Omega 3 Fatty Acids (n3-PUFA) have been proven to increase the life span of pets with kidney disease.
But they can't just be added to the special kidney diets that some pet are on, as they can dilute and interfere with other nutrients (e.g. protein, phosphorous and potassium) and cause deficiencies.
If they are to be used, then it is best done so with special home made diets.
N.B. Omega 6 Fatty Acids (n6-PUFA) can cause further kidney damage.
Home Made Diets
For a good home made kidney diet, go to BalanceIT.com
They have various diets and sell a recommended supplment to cover any deficiencies in the basic home made diet.
Other standard treatment for acute renal failure cases include:
- Appetite stimulants for cats who are picky eaters e.g.

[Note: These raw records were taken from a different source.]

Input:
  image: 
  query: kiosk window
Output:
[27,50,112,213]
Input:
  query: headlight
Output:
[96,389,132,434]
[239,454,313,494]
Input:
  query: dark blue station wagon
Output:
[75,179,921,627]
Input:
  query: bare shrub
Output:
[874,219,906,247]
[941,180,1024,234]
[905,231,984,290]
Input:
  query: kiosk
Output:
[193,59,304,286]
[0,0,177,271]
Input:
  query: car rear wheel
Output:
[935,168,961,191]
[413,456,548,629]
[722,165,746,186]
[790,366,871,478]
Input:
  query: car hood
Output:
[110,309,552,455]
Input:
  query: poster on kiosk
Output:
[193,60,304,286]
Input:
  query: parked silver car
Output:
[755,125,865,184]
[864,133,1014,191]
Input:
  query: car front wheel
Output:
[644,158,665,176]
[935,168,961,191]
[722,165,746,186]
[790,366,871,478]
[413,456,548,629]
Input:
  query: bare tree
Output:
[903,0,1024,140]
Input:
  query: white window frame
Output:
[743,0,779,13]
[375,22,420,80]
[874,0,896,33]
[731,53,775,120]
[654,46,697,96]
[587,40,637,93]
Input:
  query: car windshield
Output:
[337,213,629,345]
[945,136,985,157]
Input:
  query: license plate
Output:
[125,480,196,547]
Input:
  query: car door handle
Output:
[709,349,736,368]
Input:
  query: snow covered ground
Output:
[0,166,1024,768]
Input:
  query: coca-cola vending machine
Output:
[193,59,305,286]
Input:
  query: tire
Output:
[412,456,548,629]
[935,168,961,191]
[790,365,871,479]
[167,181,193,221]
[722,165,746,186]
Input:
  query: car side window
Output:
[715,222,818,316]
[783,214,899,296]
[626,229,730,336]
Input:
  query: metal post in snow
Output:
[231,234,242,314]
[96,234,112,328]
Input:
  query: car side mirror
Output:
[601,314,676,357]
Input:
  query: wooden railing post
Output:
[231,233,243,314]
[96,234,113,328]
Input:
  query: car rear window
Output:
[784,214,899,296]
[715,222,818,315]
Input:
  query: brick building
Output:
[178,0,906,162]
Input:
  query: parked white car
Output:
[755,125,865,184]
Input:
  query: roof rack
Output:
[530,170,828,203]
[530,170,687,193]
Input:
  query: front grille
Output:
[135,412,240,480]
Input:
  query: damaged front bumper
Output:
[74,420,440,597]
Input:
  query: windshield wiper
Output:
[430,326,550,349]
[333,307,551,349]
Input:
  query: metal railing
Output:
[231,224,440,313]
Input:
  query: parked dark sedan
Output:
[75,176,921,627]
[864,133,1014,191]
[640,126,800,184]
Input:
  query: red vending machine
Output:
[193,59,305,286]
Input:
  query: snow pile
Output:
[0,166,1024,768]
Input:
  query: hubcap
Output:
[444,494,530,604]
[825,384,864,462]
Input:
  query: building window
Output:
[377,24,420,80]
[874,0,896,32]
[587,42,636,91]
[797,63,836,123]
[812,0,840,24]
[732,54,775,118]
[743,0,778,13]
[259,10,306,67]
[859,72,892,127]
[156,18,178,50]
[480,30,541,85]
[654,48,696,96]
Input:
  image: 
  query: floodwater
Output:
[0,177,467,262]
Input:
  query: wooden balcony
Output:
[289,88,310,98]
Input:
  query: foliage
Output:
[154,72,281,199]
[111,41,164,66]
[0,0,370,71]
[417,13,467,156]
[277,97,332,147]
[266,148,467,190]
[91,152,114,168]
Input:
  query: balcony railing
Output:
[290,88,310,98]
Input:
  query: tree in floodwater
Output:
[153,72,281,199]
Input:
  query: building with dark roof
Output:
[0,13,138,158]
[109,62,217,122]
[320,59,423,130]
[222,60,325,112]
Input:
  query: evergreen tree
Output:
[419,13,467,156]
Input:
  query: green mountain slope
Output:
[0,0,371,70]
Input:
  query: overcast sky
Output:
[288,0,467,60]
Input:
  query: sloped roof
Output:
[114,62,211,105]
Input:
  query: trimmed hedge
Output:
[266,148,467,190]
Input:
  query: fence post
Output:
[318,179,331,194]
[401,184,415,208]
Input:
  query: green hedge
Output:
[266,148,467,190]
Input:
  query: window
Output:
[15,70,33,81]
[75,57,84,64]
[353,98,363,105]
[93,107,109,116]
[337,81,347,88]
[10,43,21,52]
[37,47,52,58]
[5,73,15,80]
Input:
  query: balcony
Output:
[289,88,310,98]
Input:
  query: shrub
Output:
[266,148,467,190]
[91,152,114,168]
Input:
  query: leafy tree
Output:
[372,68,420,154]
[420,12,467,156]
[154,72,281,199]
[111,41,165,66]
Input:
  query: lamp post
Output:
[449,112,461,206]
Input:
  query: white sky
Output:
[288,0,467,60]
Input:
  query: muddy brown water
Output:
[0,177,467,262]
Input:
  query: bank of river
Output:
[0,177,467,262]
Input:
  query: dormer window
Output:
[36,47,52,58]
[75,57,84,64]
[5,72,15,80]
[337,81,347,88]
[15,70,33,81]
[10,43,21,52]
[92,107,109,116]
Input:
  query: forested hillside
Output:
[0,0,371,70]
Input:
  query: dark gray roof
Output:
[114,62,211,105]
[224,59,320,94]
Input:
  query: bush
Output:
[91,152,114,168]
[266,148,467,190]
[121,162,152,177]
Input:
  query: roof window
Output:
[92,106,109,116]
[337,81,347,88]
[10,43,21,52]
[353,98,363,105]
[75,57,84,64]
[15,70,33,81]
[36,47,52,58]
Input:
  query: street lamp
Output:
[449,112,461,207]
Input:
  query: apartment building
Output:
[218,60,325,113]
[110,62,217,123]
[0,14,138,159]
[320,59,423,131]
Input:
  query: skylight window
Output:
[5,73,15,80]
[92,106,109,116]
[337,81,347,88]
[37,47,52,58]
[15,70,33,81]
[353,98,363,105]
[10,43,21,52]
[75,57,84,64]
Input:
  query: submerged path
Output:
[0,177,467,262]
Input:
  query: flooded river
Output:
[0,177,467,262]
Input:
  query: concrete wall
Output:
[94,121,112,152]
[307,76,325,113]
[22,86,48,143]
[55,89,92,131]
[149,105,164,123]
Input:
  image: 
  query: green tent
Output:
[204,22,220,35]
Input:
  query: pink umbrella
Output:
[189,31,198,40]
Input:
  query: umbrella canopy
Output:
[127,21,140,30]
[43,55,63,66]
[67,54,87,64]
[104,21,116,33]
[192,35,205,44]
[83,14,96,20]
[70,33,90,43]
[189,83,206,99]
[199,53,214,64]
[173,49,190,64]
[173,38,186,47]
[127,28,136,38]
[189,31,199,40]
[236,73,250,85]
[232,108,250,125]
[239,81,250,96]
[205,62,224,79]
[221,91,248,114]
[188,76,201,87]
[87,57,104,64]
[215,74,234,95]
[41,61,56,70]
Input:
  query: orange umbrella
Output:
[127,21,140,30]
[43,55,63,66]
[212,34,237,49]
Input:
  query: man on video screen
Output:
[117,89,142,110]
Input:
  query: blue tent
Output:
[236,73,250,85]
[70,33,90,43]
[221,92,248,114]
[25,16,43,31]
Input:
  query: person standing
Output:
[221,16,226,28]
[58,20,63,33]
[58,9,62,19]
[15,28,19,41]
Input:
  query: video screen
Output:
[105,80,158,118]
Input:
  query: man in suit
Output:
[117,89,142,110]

Pericatin (an anti-histamine)
- Force feeding using a stomach tube through which fluids and liquidised renal support diets can be administered
- IV Fluids for very ill pets:
a) Intravenous for short term management in hospital to try and flush the waste products out through the kidneys and correct dehydration.
b) Sub-cutaneous fluid therapy at home using a long-term sub-cutaneous catheter under the skin.
How can success of treatment be monitored?
We like to repeat the SDMA and standard blood and urine tests on a regular basis to measure response to therapy.
Body weight needs to be checked regularly as porr body condition is not good for these patients.
All in all, advanced kidney failure cases can be difficult to treat if pets are down to their last 1/4 of healthy kidneys.
Early detection is much easier to manage. Placing pets on special kidney failure diets prolongs their lives and slows down the rate of deterioration of their kidneys.